The Oedipus we meet in this play is not a young champion; instead he has already been ruling many years. Contrary to some modern expectations as well, Oedipus is a figure known for his intelligence. His signal act in the tradition as featured prominently in early Greek art is the solving of the Sphinx’s riddle. In doing this, he wins a kingdom and a princess (fulfilling a hero’s quest in slaying a monster and saving a ‘girl’). The classic Oedipus myth, however, takes the heroic narrative to its (il)logical conclusions. If a heroic narrative is in part about growing up and taking a father’s place in the world, what happens when this act moves from the figurative to the literal realm?
As many scholars have noted (in psychology Sigmund Freud and his student Carl Jung), the heroic myth is in part about an individual’s struggle to grow up and find a place in the world (thus the stages of a heroic narrative can be mapped out onto life stages of an individual). But as heroic coalition narratives like those of the Iliad show, individuals do not exist in isolated families—heroes are parts of communities: their victories bring their people honor and prosperity, but their failures are shared as well.

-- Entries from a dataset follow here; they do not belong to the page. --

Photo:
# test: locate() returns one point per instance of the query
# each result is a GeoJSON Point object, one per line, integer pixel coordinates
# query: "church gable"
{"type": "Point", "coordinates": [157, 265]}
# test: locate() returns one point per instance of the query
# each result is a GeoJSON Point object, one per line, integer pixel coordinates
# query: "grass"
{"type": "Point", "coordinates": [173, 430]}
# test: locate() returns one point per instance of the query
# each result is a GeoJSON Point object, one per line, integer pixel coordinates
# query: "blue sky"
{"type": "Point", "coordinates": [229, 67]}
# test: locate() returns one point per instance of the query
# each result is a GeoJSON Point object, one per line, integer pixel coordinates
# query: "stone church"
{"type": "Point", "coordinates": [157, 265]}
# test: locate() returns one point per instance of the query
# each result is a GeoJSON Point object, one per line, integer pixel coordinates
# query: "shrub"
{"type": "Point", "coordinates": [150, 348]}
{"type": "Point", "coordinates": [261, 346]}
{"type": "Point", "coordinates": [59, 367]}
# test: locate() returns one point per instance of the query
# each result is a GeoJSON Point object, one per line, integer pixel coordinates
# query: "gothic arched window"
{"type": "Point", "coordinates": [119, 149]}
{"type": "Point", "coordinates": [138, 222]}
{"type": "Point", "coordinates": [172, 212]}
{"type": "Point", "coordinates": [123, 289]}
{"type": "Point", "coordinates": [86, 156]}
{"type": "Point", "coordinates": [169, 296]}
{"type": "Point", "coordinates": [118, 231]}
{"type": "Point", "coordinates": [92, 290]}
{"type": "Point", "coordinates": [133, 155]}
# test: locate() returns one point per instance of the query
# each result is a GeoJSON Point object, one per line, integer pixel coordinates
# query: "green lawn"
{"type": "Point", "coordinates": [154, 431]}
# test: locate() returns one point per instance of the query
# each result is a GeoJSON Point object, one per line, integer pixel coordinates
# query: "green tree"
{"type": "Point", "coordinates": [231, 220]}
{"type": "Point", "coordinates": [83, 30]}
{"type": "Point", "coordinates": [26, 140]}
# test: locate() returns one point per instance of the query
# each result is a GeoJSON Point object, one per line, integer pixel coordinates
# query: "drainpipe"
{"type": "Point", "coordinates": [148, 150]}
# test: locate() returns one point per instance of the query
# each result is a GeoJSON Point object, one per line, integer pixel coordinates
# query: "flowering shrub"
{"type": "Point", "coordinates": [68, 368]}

And Oedipus Tyrannos does not just engage with a mythical traditional. It also shows ‘literary’ engagement. Consider, for instance, its echoes of Iliad, book 1.....
Reading-Questions
How does the first part of the play communicate (or activate) knowledge from the tradition?
How much knowledge does the play assume on the part of the audience?
What power structures are anticipated from the play’s beginning—e.g. what are the assumed relationships between the leader and the led? What are their obligations?
Why is the play called Tyrannos or Rex? What values or beliefs do these terms communicate? If the play were entitled Oedipus, president or Oedipus, mayor, how would that affect your reading?
In-Class Activities: (20-35 Minutes: 10 minutes meeting; 5 minutes presentation each)
Break into multiple groups to answer the following questions:
[Group 1] Summarize the action of the play’s first third in five sentences or fewer?
[Group 2] What are the structural and thematic parallels between the beginning of Oedipus and Iliad 1?
[Group 3] What types of power or leadership structures are presented in the poem? [consider ideas like secular vs. sacred; political factions]
[Group 4] In the beginning of the Iliad multiple political voices are opposed to the leadership [the Achaean acclamation, Achilles’ protest]. What ‘internal audiences’ appear in Oedipus? How do they correspond to the epic's audiences?